On May 21, Malaysian prime minister Anwar Ibrahim announced that the country will implement targeted subsidies on fuel, starting with diesel.
It is projected that the subsidy rationalisation program will save Malaysia RM 4 billion (S$1.15 billion) annually.
A definitive start date was not revealed.
Blanket party
Anwar delivered the news in a over 40-minute long speech that was also live-streamed on social media and on major news channels.
Anwar said that the current scheme of providing a blanket subsidy for all purchases of diesel by Malaysian cars was not logical nor reasonable, as reported by MalaysiaKini.
Instead, the government will replace the blanket subsidy with a targeted subsidy, that would only be accessible to the bottom 40 and middle 40 per cent income groups, as well as the operators of diesel vehicles in specific economic sectors.
Anwar did not reveal a definitive start date for the end of blanket subsidies or the start of the new targeted subsidy program, instead saying that relevant ministries would share more information soon.
East Malaysia unaffected
During the speech he said that the fuel subsidy changes would only apply to Peninsula Malaysia.
The introduction of the targeted diesel subsidy in Sabah and Sarawak would be postponed, as almost all families there use diesel for their vehicles.
Bernama reported that in order to curb drastic rises in the price of goods and services, the government is preparing subsidies for traders using commercial diesel vehicles.
Lower-income groups unaffected
Public transport vehicles and goods transportations vehicles would receive subsidies in order to help them, such as bus and taxi operators, and fishermen.
The government agreed to provide cash assistance to owners or private diesel vehicles that are eligible, including smallholders, farmers and traders.
He said that the targeted diesel subsidy was aimed at the poorest 40 per cent and the middle 40 per cent income groups who need to use diesel for their businesses, farming, mining, rearing livestock, or fishing.
These groups, Anwar said, would not be impacted by the hike in diesel prices.
Top 20 per cent and foreigners
Anwar also said that by tying diesel subsidies to already existing government programs, it meant that the Malaysian government would be able to better target the subsidy.
This means that the top 20 per cent of income earners and 3.8 million foreigners, presumably residents in Malaysia, will not be eligible for the targeted fuel subsidy.
Anwar estimated that the change to a targeted fuel subsidy would save the Malaysian government RM4 billion (S$1.15 billion) annually.
He said:
“The targeted diesel subsidy will only impact the rich and foreigners and not burden the rakyat (people)”.
Anwar also announced further cash assistance and allocations delivered through existing aid programs, which the government was paying for through funds it had saved from “wasted subsidies that profited the wealthy and foreigners”.
Will this move stop Singaporeans?
The announcement comes 10 days after the Kuala Kubu Bahru by-election.
The election was won by the Pakatan Harapan coalition, and generally seen as an endorsement of Anwar’s unity government.
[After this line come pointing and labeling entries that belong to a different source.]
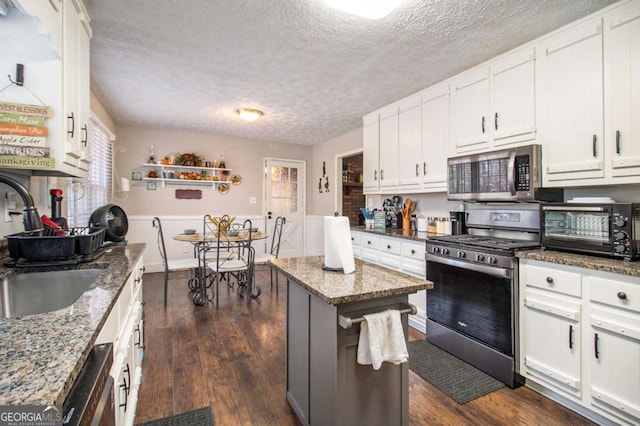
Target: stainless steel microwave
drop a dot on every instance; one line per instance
(607, 229)
(506, 175)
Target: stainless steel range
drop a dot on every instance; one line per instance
(473, 308)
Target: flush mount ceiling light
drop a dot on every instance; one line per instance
(370, 9)
(248, 114)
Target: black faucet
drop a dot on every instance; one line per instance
(31, 218)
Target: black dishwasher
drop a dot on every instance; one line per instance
(90, 401)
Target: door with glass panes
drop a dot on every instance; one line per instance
(284, 196)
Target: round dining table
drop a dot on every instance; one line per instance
(205, 242)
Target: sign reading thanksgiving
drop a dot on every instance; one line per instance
(23, 136)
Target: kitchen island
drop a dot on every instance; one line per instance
(43, 354)
(324, 383)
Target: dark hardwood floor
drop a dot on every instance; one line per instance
(232, 360)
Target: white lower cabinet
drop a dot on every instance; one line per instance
(581, 337)
(125, 328)
(400, 254)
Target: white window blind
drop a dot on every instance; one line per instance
(85, 197)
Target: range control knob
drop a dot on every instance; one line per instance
(620, 236)
(620, 247)
(619, 222)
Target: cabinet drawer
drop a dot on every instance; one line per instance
(356, 238)
(370, 241)
(614, 293)
(551, 279)
(390, 245)
(413, 250)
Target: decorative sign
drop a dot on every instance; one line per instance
(22, 140)
(24, 109)
(23, 120)
(23, 136)
(27, 162)
(188, 194)
(16, 129)
(25, 151)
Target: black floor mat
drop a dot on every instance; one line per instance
(459, 380)
(199, 417)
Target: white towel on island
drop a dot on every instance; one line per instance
(382, 339)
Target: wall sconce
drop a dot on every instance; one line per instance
(122, 193)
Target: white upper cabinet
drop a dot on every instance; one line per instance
(572, 103)
(76, 35)
(513, 98)
(371, 153)
(389, 148)
(410, 143)
(622, 91)
(435, 137)
(470, 111)
(494, 105)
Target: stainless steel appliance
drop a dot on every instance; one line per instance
(472, 311)
(90, 401)
(606, 229)
(506, 175)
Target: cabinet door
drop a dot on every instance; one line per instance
(573, 91)
(70, 71)
(410, 143)
(622, 71)
(84, 90)
(552, 342)
(371, 154)
(470, 111)
(513, 99)
(435, 138)
(389, 148)
(614, 352)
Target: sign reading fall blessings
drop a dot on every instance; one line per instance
(23, 136)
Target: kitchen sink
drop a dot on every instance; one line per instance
(30, 293)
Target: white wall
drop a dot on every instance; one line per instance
(244, 156)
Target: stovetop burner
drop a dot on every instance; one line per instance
(488, 242)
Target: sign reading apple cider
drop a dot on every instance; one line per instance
(23, 136)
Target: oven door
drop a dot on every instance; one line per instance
(472, 299)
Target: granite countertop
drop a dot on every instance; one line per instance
(368, 282)
(41, 355)
(397, 233)
(604, 264)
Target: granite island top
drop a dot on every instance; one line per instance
(369, 281)
(397, 233)
(41, 355)
(596, 263)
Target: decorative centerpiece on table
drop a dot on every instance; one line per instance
(188, 159)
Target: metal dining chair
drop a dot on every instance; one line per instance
(264, 258)
(174, 264)
(230, 260)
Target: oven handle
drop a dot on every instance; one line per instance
(511, 177)
(485, 269)
(577, 208)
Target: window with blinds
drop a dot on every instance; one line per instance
(85, 197)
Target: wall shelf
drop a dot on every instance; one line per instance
(167, 173)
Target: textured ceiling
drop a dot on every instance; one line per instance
(189, 64)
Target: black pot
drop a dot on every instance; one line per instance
(113, 218)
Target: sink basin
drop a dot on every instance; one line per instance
(32, 293)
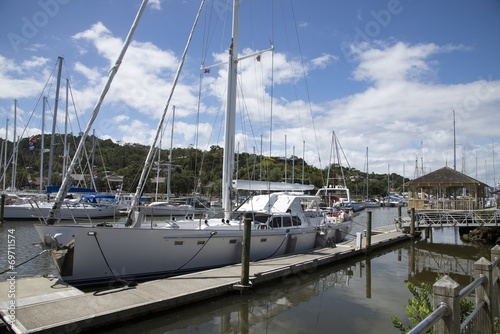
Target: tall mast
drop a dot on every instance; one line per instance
(43, 145)
(14, 151)
(55, 211)
(230, 122)
(170, 154)
(454, 144)
(5, 153)
(65, 152)
(54, 122)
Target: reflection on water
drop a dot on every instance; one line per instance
(356, 296)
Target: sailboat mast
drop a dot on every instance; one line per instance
(5, 153)
(130, 215)
(54, 122)
(170, 155)
(65, 153)
(43, 145)
(14, 151)
(52, 218)
(230, 122)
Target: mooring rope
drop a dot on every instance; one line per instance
(20, 264)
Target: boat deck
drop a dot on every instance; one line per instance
(46, 305)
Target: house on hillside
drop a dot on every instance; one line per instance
(446, 189)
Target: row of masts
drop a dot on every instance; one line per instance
(15, 151)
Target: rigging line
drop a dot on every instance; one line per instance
(160, 124)
(245, 108)
(117, 279)
(206, 242)
(291, 71)
(281, 244)
(66, 181)
(20, 264)
(305, 81)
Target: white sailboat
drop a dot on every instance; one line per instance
(280, 224)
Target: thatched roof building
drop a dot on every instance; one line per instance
(446, 189)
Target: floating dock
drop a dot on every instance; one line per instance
(47, 305)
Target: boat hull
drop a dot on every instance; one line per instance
(86, 255)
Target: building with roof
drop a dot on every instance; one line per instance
(446, 189)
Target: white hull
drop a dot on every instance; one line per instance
(87, 253)
(27, 211)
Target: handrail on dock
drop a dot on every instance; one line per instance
(446, 317)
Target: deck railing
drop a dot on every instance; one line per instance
(443, 204)
(457, 218)
(447, 296)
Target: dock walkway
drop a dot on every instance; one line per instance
(56, 308)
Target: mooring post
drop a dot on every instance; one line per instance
(495, 307)
(2, 208)
(245, 256)
(368, 230)
(359, 240)
(412, 224)
(483, 293)
(447, 291)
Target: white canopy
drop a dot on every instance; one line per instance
(270, 186)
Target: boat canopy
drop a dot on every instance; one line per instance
(270, 186)
(75, 190)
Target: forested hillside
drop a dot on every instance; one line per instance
(190, 167)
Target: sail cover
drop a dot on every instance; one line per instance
(270, 186)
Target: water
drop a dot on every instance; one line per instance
(356, 296)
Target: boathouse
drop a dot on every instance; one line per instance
(446, 189)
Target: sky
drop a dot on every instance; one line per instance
(398, 82)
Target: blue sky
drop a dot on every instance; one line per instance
(385, 75)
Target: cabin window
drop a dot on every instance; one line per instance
(296, 221)
(259, 218)
(276, 222)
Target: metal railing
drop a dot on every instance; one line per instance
(447, 296)
(458, 218)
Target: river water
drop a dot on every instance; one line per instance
(358, 295)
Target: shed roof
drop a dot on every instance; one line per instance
(445, 175)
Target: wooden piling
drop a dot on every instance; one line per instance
(412, 226)
(245, 256)
(2, 208)
(368, 230)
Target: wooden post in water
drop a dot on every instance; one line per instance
(368, 230)
(495, 307)
(245, 256)
(412, 225)
(2, 208)
(447, 291)
(484, 293)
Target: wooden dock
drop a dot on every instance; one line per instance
(45, 305)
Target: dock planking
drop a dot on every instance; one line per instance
(53, 307)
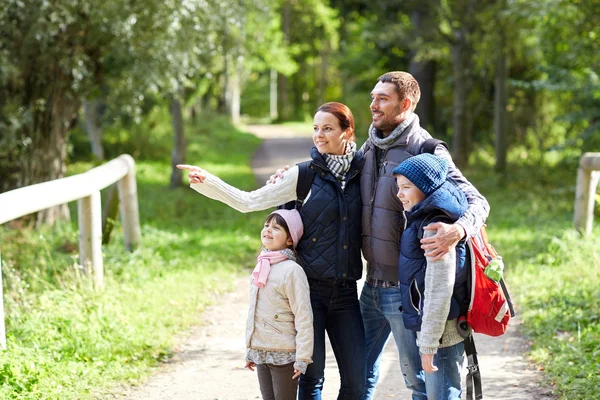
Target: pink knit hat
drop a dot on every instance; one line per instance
(294, 222)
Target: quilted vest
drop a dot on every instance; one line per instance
(446, 204)
(382, 213)
(331, 244)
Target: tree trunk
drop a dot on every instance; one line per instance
(461, 136)
(500, 115)
(179, 143)
(423, 70)
(273, 95)
(424, 73)
(94, 127)
(282, 84)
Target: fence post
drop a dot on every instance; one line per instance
(90, 235)
(128, 207)
(2, 327)
(588, 176)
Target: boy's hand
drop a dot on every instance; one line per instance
(278, 174)
(196, 175)
(444, 241)
(427, 363)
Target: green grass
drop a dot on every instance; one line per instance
(553, 273)
(68, 341)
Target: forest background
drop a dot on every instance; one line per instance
(512, 85)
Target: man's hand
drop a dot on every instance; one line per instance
(277, 174)
(427, 363)
(196, 175)
(445, 239)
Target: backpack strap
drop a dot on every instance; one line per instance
(306, 175)
(429, 145)
(473, 375)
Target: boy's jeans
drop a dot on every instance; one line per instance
(381, 314)
(444, 384)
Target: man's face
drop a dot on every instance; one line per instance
(387, 109)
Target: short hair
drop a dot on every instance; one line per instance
(406, 85)
(343, 114)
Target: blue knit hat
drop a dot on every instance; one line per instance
(426, 171)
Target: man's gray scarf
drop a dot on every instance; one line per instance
(384, 143)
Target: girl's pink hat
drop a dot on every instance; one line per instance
(294, 222)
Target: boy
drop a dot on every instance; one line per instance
(433, 292)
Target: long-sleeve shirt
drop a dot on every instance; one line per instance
(439, 283)
(270, 195)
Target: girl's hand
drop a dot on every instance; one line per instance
(196, 175)
(427, 362)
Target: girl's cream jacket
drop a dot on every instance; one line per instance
(280, 316)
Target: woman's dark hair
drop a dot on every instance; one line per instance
(343, 114)
(281, 222)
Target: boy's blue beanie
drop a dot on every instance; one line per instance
(426, 171)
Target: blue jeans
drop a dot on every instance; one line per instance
(444, 384)
(336, 310)
(382, 315)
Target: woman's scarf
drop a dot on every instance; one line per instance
(263, 267)
(340, 165)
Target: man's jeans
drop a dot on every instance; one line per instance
(336, 310)
(444, 384)
(381, 314)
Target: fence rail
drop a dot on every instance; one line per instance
(588, 177)
(85, 188)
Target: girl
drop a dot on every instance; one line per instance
(279, 332)
(329, 250)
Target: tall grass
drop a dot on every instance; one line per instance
(68, 341)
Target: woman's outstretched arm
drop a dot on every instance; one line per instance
(266, 197)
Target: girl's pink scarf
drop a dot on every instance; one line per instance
(263, 267)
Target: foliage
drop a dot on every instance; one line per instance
(67, 341)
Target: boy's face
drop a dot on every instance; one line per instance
(408, 193)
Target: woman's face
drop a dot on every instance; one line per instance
(328, 136)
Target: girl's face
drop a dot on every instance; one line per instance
(274, 237)
(408, 194)
(328, 136)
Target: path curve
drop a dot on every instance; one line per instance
(209, 363)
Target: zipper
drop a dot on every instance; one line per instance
(266, 324)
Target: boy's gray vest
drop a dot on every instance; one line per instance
(330, 246)
(382, 218)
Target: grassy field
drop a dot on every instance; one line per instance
(67, 341)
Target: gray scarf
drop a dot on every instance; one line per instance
(385, 143)
(340, 165)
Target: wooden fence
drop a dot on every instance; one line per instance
(588, 177)
(85, 188)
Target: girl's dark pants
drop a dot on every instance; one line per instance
(336, 310)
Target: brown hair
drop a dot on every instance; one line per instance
(406, 85)
(343, 114)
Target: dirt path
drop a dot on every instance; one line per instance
(209, 364)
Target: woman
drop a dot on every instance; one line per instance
(329, 250)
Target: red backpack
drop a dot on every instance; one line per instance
(490, 307)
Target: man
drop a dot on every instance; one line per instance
(395, 135)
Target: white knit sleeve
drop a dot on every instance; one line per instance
(268, 196)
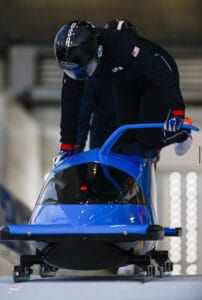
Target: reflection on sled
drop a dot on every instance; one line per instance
(95, 211)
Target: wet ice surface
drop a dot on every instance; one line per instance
(100, 287)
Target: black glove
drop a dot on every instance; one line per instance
(174, 120)
(77, 148)
(66, 151)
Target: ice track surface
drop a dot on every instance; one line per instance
(102, 288)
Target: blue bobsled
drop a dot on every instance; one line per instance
(96, 210)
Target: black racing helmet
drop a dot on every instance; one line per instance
(77, 49)
(124, 25)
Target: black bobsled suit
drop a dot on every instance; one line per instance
(97, 113)
(145, 80)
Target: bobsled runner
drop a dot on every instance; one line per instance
(96, 211)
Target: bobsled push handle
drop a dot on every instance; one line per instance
(105, 149)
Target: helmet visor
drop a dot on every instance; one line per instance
(83, 72)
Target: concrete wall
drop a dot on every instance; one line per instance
(20, 141)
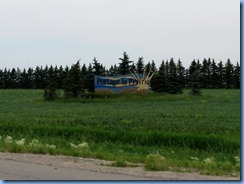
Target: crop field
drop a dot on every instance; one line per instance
(164, 132)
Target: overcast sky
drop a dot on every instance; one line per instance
(59, 32)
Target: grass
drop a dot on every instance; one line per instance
(165, 132)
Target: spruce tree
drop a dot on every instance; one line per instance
(50, 92)
(124, 66)
(73, 82)
(194, 83)
(140, 65)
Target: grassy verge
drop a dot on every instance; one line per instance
(164, 132)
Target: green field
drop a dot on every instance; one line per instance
(165, 132)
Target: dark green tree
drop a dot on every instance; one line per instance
(194, 83)
(237, 76)
(213, 75)
(220, 73)
(158, 82)
(124, 66)
(140, 65)
(73, 82)
(50, 92)
(229, 74)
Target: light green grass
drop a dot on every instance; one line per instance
(129, 128)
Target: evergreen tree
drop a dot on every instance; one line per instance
(237, 76)
(180, 70)
(174, 87)
(213, 75)
(37, 78)
(158, 82)
(124, 66)
(50, 92)
(194, 83)
(73, 82)
(140, 65)
(228, 74)
(220, 73)
(89, 83)
(1, 79)
(97, 68)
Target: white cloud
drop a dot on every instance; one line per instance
(155, 28)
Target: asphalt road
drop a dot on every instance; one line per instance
(15, 170)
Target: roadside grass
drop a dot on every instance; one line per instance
(164, 132)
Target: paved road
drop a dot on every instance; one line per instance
(15, 170)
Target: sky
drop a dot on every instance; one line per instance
(60, 32)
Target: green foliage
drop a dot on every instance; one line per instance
(73, 82)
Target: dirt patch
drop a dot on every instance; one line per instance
(103, 167)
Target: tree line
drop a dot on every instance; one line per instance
(171, 77)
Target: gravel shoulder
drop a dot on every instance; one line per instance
(102, 166)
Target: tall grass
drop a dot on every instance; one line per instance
(191, 126)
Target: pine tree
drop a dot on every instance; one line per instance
(140, 65)
(180, 70)
(50, 92)
(213, 75)
(194, 84)
(97, 67)
(89, 83)
(220, 74)
(73, 82)
(124, 66)
(158, 82)
(229, 74)
(237, 76)
(174, 86)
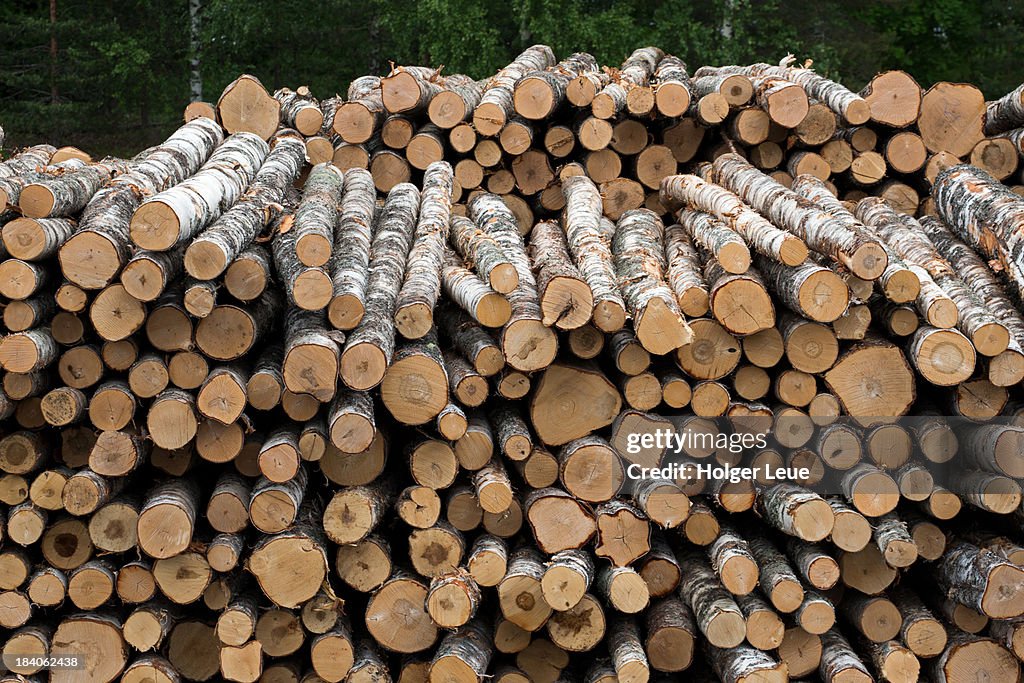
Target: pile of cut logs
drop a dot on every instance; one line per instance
(350, 389)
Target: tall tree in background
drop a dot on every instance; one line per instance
(114, 76)
(195, 51)
(53, 51)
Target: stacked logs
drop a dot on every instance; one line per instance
(351, 389)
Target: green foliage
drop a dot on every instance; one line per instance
(121, 73)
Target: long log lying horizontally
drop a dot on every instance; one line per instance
(381, 417)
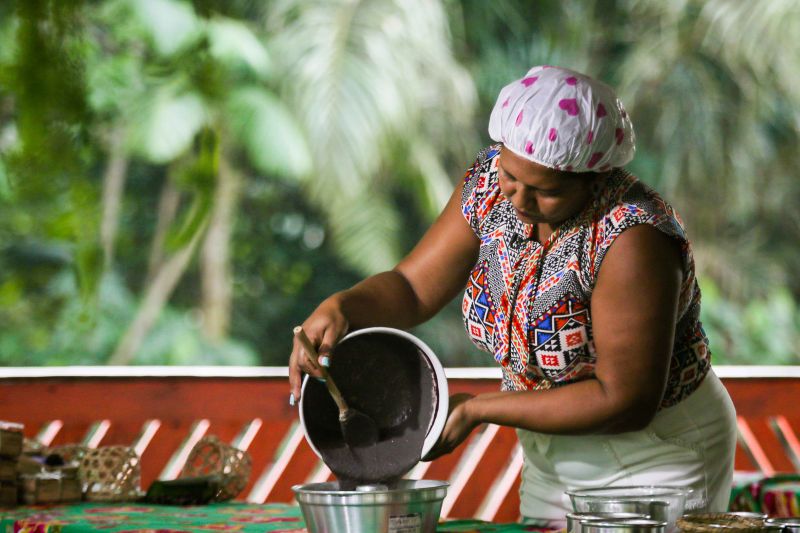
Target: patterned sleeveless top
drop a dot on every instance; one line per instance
(528, 303)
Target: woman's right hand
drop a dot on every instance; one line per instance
(324, 328)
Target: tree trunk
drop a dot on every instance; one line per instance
(113, 187)
(156, 295)
(215, 266)
(167, 208)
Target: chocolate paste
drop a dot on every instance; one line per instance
(387, 378)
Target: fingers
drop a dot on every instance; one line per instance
(302, 360)
(330, 338)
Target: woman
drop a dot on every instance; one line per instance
(580, 281)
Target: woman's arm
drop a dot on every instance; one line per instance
(634, 314)
(416, 289)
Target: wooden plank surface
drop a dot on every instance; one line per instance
(229, 403)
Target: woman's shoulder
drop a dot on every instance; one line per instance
(629, 201)
(481, 190)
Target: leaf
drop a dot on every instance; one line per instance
(272, 138)
(170, 24)
(6, 190)
(165, 126)
(366, 231)
(193, 222)
(233, 41)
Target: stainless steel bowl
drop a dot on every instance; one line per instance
(412, 507)
(630, 525)
(660, 502)
(788, 525)
(574, 520)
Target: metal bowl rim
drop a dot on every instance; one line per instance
(430, 484)
(665, 490)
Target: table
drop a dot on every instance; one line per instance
(135, 518)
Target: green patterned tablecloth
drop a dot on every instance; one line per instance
(129, 518)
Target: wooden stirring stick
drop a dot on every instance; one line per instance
(358, 429)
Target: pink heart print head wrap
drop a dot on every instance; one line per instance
(564, 120)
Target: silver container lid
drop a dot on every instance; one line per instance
(406, 491)
(604, 516)
(627, 525)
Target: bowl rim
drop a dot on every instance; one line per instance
(664, 490)
(419, 485)
(439, 417)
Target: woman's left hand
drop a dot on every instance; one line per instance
(459, 425)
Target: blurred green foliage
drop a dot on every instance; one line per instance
(182, 182)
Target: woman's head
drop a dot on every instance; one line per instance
(540, 194)
(563, 120)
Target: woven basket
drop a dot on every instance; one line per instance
(210, 456)
(718, 523)
(71, 453)
(110, 474)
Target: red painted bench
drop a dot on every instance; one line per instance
(163, 411)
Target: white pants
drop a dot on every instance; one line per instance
(690, 444)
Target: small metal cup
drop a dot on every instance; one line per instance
(627, 525)
(574, 520)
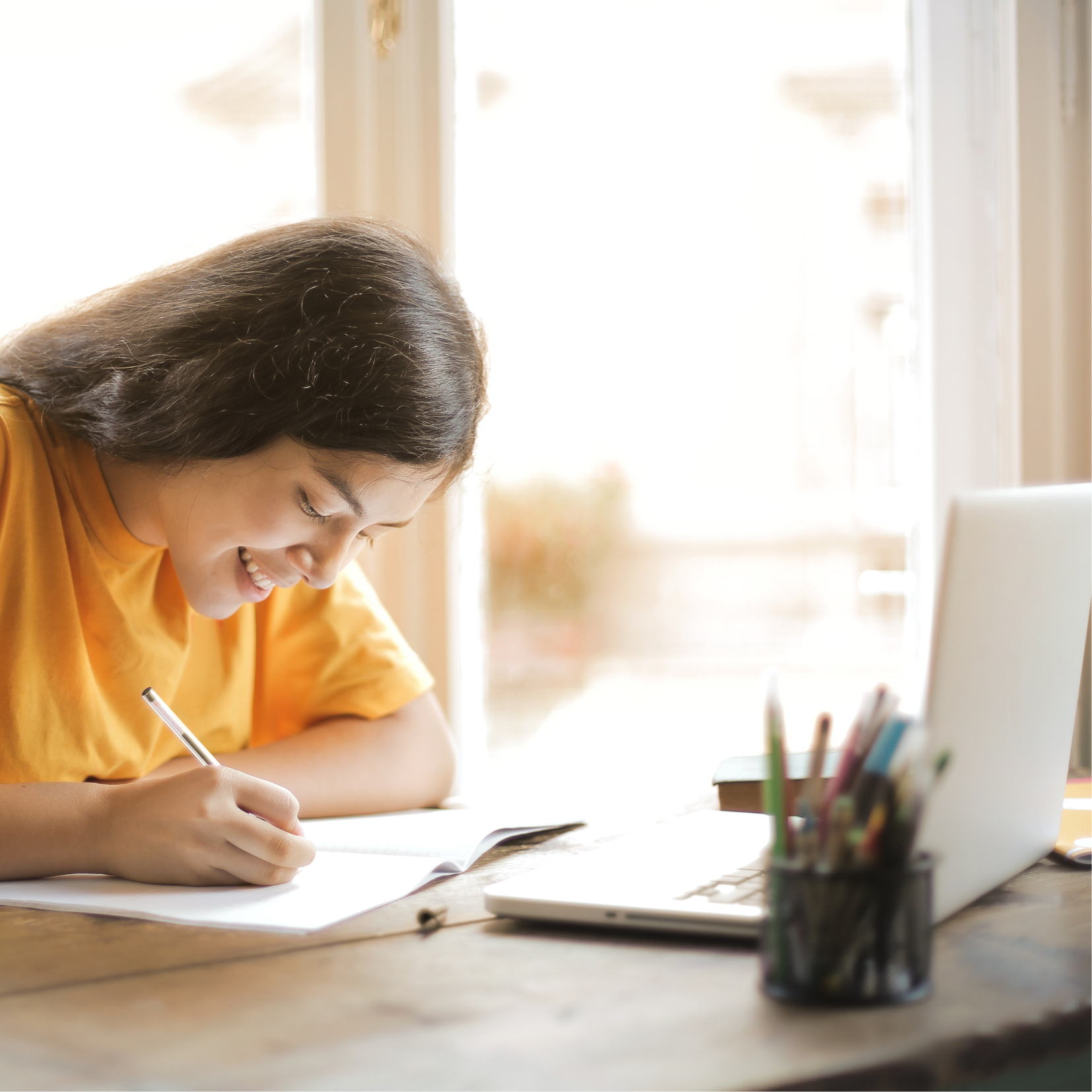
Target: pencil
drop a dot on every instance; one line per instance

However, prior to the by-election, it was reported by ST that Anwar's government planned to cut fuel subsidies just after the by-election.
Anwar called the reporting of the story “unethical”, although he did not mention the Singaporean publication by name.
His Communications Minister Fahmi Fadzil said on May 4 that the reports had “pre-empted” the process, and that the Malaysian cabinet had yet to discuss the issue at the itme.
Anwar has joked before that the blanket fuel subsidy mainly benefitted Singaporeans going to Malaysia to buy cheap fuel.
While this first stage is unlikely to affect many Singaporeans, when the fuel subsidy reduction finally impacts petrol, we may finally see an end of Malaysian motorists complaining about Singaporean cars “stealing” subsidised fuel.
Cheapest in the world
Fuel in Malaysia is some of the cheapest in the world due to subsidies introduced in 1983.
According to Bloomberg, when combined with cooking oil subsidy, it cost the Malaysian government RM81 billion (S$23.3 billion) last year.
However, Anwar is attempting to end subsidies amidst a major cost of living crisis, risking making a naturally unpopular move even more so.
But Malaysia is also facing high levels of government debt, estimated to be over 60 per cent of GDP, and has said he will do what he can to cut wasteful spending.